Bradford’s daughter, Gaynor Evans, told the inquest that when she saw her father without his clothes on he looked like a prisoner of war.
Jones’s granddaughter, Ruth Phillips, said she was shocked when she saw a pressure sore on her grandmother’s back. “This sore had an open wound about the size of a five-pence piece. Within this wound I could see what I thought was bone,” she said.
One former staff member said she saw a care worker draw a moustache with a permanent marker on the face of a female resident.
Another said she witnessed a man being changed naked from the waist down in a day room in front of fellow residents.
Williams said experts who had given evidence to the inquest believed people were being “warehoused”. He said: “Residents were simply kept and were being fed and watered with the bare minimum being done and then the staff going home.

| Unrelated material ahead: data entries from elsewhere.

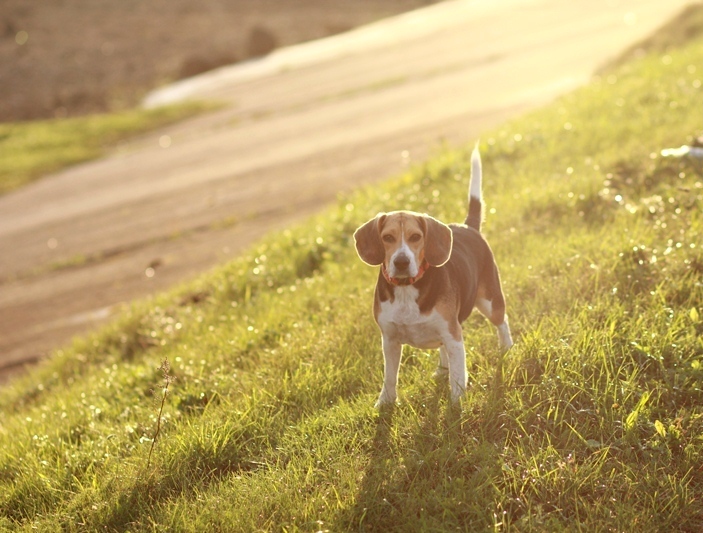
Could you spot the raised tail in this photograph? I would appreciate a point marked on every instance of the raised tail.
(475, 215)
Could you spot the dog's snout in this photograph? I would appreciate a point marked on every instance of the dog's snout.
(401, 262)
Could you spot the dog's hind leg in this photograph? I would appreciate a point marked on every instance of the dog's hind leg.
(496, 314)
(443, 368)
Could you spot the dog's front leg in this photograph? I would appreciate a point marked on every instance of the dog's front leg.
(456, 355)
(391, 364)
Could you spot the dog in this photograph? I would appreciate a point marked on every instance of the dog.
(431, 278)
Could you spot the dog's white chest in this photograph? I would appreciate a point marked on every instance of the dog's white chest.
(401, 320)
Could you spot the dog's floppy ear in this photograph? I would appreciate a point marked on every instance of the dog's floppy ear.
(368, 241)
(438, 241)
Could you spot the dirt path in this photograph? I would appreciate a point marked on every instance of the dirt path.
(303, 125)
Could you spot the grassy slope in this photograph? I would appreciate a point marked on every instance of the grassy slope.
(592, 422)
(30, 150)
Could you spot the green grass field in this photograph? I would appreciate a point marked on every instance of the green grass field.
(592, 422)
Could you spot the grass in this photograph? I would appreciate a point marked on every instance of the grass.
(29, 150)
(592, 422)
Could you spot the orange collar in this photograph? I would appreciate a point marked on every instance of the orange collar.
(406, 281)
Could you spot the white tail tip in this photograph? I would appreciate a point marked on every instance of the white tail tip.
(475, 189)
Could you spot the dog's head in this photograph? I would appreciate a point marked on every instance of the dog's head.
(402, 240)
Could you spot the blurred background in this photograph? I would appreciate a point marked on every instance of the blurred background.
(68, 57)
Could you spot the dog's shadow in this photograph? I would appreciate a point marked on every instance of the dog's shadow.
(443, 424)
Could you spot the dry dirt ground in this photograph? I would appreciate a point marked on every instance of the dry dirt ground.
(60, 57)
(298, 127)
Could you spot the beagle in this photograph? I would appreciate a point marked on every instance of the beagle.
(432, 276)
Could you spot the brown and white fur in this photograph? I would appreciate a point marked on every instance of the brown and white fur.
(432, 276)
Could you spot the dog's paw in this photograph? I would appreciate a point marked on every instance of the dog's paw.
(385, 400)
(442, 372)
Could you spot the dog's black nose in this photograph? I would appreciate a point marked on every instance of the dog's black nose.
(401, 262)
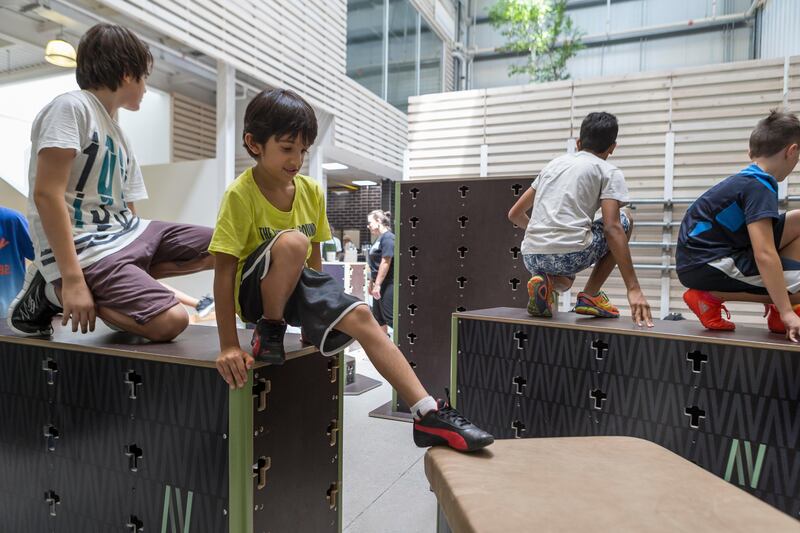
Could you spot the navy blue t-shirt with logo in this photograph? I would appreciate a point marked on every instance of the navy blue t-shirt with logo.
(715, 225)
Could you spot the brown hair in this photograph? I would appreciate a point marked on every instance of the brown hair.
(773, 133)
(107, 53)
(279, 112)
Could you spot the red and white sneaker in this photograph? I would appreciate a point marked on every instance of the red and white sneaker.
(708, 309)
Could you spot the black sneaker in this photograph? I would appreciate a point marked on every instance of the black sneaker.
(204, 306)
(31, 313)
(446, 426)
(267, 341)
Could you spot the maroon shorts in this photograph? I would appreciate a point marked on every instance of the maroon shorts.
(122, 282)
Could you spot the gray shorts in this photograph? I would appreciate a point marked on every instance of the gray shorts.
(569, 264)
(122, 280)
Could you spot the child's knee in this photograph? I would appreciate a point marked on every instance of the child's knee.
(167, 325)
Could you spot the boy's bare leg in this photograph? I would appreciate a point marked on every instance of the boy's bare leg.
(387, 358)
(603, 268)
(288, 256)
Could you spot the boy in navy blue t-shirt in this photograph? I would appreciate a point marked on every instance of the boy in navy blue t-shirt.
(734, 245)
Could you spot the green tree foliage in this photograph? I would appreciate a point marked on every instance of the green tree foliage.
(543, 30)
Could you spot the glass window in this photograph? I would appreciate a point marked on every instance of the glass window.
(402, 68)
(365, 43)
(430, 61)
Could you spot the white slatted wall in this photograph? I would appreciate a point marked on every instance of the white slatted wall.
(194, 129)
(711, 111)
(297, 44)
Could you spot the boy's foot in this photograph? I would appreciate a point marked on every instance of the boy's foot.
(31, 313)
(708, 309)
(774, 322)
(267, 341)
(597, 305)
(540, 292)
(204, 306)
(445, 425)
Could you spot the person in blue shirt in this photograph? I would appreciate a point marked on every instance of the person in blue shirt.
(15, 248)
(734, 244)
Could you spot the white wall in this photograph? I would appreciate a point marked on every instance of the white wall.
(183, 192)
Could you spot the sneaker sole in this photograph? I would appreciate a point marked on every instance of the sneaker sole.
(594, 311)
(30, 273)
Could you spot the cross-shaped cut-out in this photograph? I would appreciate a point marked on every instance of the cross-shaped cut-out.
(52, 499)
(520, 337)
(133, 381)
(134, 454)
(697, 358)
(135, 525)
(50, 368)
(520, 383)
(51, 434)
(695, 414)
(600, 348)
(599, 397)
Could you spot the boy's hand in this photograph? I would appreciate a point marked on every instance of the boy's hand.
(640, 309)
(792, 323)
(77, 301)
(233, 364)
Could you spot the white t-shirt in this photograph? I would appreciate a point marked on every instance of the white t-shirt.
(103, 178)
(568, 193)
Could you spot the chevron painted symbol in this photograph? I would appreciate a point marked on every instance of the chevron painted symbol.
(177, 518)
(753, 470)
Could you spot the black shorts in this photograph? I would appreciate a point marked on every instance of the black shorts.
(317, 303)
(383, 309)
(738, 272)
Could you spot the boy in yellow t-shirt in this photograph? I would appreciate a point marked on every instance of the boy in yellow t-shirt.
(268, 270)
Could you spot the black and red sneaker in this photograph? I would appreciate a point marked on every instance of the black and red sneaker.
(447, 426)
(267, 341)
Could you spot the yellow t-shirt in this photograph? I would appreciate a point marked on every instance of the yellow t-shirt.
(246, 219)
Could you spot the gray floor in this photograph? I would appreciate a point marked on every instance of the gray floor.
(384, 484)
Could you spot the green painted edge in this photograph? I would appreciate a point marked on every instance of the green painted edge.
(453, 359)
(396, 275)
(340, 446)
(240, 458)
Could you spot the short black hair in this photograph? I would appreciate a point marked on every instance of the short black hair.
(774, 133)
(598, 132)
(107, 53)
(279, 112)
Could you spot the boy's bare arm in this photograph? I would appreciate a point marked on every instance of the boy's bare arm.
(618, 246)
(771, 270)
(518, 214)
(52, 174)
(232, 362)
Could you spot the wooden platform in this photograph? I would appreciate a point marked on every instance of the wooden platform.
(197, 346)
(589, 484)
(684, 330)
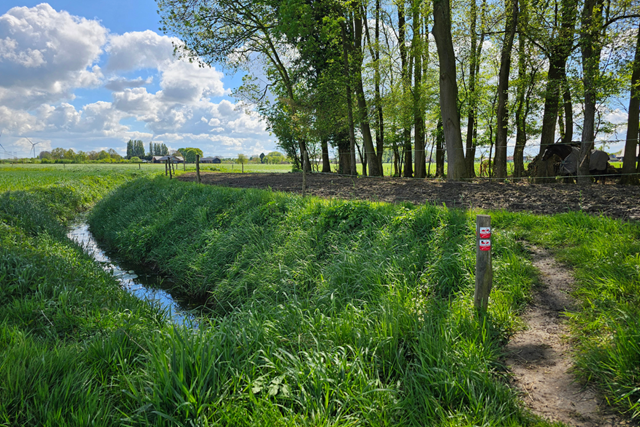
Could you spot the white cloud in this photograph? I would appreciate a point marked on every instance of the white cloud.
(186, 82)
(247, 124)
(24, 145)
(138, 50)
(119, 84)
(45, 54)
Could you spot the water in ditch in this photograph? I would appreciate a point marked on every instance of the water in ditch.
(143, 284)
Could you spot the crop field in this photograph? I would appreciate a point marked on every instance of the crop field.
(313, 311)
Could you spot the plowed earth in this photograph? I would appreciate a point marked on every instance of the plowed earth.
(611, 200)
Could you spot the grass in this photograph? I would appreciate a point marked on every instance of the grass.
(65, 325)
(322, 312)
(605, 255)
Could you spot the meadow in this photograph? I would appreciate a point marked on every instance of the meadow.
(317, 312)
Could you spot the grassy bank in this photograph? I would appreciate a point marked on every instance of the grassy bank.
(605, 255)
(66, 328)
(324, 313)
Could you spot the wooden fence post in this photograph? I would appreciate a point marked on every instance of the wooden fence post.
(198, 168)
(484, 271)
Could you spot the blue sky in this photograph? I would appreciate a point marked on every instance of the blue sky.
(92, 75)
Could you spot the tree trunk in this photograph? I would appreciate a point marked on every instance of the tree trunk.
(557, 62)
(631, 145)
(568, 111)
(352, 137)
(376, 76)
(500, 162)
(326, 163)
(521, 129)
(365, 128)
(470, 151)
(406, 87)
(418, 110)
(591, 48)
(448, 90)
(344, 153)
(440, 150)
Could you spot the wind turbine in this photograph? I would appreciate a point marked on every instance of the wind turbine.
(3, 149)
(33, 146)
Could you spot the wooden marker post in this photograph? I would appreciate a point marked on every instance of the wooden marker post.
(484, 271)
(198, 168)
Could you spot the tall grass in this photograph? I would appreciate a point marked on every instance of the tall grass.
(324, 312)
(605, 255)
(60, 313)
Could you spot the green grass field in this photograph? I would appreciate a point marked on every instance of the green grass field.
(320, 312)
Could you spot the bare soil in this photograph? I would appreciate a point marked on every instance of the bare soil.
(540, 356)
(610, 200)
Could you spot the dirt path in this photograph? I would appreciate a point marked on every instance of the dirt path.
(540, 357)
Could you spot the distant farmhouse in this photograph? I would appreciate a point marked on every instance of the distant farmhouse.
(162, 159)
(210, 160)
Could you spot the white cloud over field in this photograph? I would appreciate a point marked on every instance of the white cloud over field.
(67, 81)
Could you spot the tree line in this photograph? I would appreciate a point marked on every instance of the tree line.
(440, 80)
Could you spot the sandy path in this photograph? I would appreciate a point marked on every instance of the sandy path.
(540, 356)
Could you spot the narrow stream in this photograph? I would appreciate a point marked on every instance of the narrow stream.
(144, 285)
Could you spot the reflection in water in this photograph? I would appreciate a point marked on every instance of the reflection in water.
(144, 286)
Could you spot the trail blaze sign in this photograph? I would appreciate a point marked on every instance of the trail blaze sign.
(485, 232)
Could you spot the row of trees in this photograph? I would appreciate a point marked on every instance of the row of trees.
(135, 148)
(423, 78)
(189, 154)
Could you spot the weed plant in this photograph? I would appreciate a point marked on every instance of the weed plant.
(322, 312)
(605, 255)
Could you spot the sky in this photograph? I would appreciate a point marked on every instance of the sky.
(90, 75)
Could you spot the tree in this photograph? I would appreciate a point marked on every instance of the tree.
(558, 49)
(448, 90)
(242, 159)
(500, 162)
(189, 154)
(591, 48)
(631, 145)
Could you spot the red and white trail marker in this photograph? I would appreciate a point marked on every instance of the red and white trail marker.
(485, 232)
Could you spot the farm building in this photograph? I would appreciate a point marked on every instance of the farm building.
(210, 160)
(162, 159)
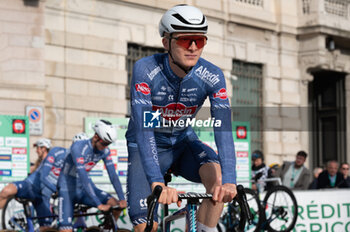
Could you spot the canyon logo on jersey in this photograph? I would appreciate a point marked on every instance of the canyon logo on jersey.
(56, 171)
(222, 94)
(89, 166)
(174, 111)
(143, 88)
(80, 160)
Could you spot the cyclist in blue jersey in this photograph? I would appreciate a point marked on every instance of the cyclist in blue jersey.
(167, 90)
(74, 184)
(31, 188)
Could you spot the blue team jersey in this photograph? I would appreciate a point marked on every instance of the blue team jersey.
(155, 87)
(81, 158)
(51, 167)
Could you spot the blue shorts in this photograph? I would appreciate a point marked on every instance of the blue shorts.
(185, 158)
(41, 202)
(69, 197)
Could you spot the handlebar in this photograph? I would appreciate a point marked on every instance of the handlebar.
(242, 201)
(241, 198)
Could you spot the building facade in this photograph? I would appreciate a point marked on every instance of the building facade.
(286, 64)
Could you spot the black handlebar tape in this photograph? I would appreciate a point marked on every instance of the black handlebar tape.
(151, 203)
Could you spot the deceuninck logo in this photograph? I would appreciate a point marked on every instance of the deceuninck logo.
(151, 119)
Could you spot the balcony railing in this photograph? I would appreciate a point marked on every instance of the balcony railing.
(339, 8)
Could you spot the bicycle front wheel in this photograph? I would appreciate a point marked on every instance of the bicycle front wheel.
(281, 209)
(255, 209)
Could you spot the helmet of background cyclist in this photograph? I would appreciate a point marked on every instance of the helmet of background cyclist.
(105, 130)
(43, 143)
(80, 136)
(183, 18)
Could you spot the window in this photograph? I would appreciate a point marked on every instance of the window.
(247, 98)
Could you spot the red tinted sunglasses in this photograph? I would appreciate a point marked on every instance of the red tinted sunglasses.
(103, 143)
(187, 40)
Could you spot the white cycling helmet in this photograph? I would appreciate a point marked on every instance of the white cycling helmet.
(80, 136)
(105, 130)
(183, 18)
(43, 143)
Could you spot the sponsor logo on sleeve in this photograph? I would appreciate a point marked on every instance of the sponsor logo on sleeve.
(18, 126)
(19, 150)
(174, 111)
(113, 152)
(222, 94)
(143, 88)
(80, 160)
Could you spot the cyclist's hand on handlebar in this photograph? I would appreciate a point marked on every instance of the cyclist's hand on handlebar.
(168, 195)
(103, 207)
(224, 193)
(122, 203)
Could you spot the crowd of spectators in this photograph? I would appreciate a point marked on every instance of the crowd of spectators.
(295, 175)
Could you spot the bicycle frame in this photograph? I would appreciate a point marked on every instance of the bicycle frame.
(189, 211)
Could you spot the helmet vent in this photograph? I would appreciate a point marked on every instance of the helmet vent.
(181, 19)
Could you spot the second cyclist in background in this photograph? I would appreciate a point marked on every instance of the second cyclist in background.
(74, 184)
(260, 172)
(175, 85)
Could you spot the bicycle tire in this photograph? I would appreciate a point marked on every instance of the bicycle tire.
(281, 209)
(13, 209)
(93, 229)
(218, 227)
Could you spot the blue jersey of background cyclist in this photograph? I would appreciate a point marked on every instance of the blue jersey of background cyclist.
(50, 169)
(156, 87)
(79, 161)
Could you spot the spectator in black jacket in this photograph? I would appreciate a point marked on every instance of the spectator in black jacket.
(331, 178)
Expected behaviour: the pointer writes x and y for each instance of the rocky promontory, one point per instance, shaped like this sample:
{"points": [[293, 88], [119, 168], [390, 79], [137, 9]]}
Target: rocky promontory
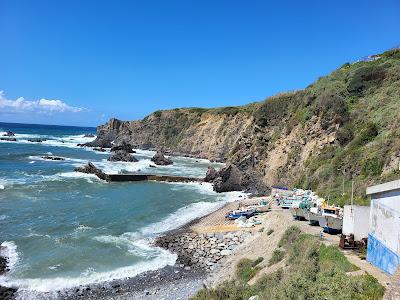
{"points": [[90, 168], [122, 155], [161, 160]]}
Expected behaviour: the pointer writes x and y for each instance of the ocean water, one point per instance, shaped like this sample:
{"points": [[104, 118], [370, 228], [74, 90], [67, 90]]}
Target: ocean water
{"points": [[62, 229]]}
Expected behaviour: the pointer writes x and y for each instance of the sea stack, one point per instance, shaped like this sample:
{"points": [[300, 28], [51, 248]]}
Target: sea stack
{"points": [[161, 160], [122, 155]]}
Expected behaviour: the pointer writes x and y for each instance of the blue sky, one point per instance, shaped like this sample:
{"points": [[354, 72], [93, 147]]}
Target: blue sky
{"points": [[82, 62]]}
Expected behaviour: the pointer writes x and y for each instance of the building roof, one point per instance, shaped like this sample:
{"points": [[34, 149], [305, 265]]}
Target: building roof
{"points": [[384, 187]]}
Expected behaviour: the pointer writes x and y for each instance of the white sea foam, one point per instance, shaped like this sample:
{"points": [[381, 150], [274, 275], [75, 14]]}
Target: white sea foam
{"points": [[66, 159], [9, 251], [70, 141], [90, 276]]}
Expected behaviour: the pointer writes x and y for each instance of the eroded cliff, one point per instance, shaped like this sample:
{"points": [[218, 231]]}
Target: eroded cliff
{"points": [[343, 126]]}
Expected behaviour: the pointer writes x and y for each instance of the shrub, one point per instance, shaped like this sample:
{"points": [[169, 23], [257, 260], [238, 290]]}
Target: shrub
{"points": [[331, 257], [289, 237], [276, 257], [246, 269], [366, 77]]}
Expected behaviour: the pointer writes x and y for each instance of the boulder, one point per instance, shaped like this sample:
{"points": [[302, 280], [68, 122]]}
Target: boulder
{"points": [[49, 157], [160, 159], [9, 133], [211, 174], [124, 146], [229, 179], [122, 155], [92, 169]]}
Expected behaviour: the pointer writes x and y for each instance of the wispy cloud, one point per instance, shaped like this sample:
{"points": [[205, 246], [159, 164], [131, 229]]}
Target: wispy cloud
{"points": [[43, 106]]}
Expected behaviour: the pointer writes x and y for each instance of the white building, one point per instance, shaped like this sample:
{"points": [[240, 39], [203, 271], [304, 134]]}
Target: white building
{"points": [[356, 221], [384, 224]]}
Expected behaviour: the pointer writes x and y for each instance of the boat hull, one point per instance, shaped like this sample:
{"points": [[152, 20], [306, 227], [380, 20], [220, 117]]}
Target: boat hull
{"points": [[312, 218], [330, 224], [298, 213]]}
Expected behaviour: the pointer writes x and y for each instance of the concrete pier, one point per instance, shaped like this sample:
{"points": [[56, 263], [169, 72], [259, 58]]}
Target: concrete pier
{"points": [[143, 177]]}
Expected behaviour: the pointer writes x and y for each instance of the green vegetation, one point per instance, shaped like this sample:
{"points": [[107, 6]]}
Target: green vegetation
{"points": [[247, 268], [276, 257], [356, 106], [314, 271]]}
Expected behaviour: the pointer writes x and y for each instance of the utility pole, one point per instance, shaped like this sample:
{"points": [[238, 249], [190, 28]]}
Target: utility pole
{"points": [[352, 194]]}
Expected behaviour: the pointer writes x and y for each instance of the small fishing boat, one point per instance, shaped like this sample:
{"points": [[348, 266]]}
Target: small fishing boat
{"points": [[331, 219], [287, 202], [237, 214], [312, 215]]}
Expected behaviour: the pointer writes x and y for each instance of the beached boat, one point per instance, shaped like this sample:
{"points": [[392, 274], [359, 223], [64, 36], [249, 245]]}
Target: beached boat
{"points": [[287, 202], [312, 216], [331, 219], [237, 214]]}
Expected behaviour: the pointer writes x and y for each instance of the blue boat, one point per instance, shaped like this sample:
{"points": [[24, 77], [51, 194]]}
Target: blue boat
{"points": [[237, 215]]}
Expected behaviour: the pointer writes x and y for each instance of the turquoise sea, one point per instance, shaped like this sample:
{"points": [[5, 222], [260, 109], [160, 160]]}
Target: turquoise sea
{"points": [[62, 229]]}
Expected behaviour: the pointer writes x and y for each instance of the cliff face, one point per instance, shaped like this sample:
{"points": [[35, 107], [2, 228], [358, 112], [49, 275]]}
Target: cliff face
{"points": [[187, 131], [344, 125]]}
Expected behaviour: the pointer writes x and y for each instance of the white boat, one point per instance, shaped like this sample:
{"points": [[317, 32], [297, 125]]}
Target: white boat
{"points": [[331, 219], [312, 216]]}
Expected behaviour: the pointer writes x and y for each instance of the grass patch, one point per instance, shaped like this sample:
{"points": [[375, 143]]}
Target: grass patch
{"points": [[247, 268], [313, 272], [331, 257], [289, 237], [276, 257]]}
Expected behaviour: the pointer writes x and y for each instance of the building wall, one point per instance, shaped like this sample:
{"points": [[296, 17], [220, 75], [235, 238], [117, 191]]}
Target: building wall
{"points": [[356, 221], [384, 234]]}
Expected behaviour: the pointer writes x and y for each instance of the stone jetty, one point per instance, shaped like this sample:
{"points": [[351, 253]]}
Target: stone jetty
{"points": [[202, 250]]}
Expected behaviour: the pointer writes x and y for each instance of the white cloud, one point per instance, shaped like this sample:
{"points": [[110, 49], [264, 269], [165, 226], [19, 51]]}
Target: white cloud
{"points": [[39, 106]]}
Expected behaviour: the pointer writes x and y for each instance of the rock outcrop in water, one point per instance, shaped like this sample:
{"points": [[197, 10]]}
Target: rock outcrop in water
{"points": [[122, 155], [8, 139], [161, 160], [5, 292], [211, 174], [123, 146], [297, 139], [49, 157], [92, 169], [9, 133]]}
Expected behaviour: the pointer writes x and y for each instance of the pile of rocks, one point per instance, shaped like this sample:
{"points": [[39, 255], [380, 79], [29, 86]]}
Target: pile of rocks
{"points": [[202, 250]]}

I accept without hesitation that description of the philosophy.”
The coroner said the incident in which a resident was changed naked from the waist down showed that they were being “dehumanised”.
Brithdir was one of a group of 24 care homes owned by GP Prana Das and his Puretruce Health Care company.
Charges were brought against Das following a police investigation but his trial collapsed after he suffered severe head injuries in an aggravated burglary. He died last year aged 73.
Das had been the subject of complaints about his homes dating back to the mid-1990s and there had been a long history of involvement with the authorities.
The inquest heard that social workers failed to carry out regular assessment of residents being funded by Caerphilly county borough council, with senior managers admitting “systemic failings” and conceding it was “quite possible” they should have taken tougher action much earlier against Das.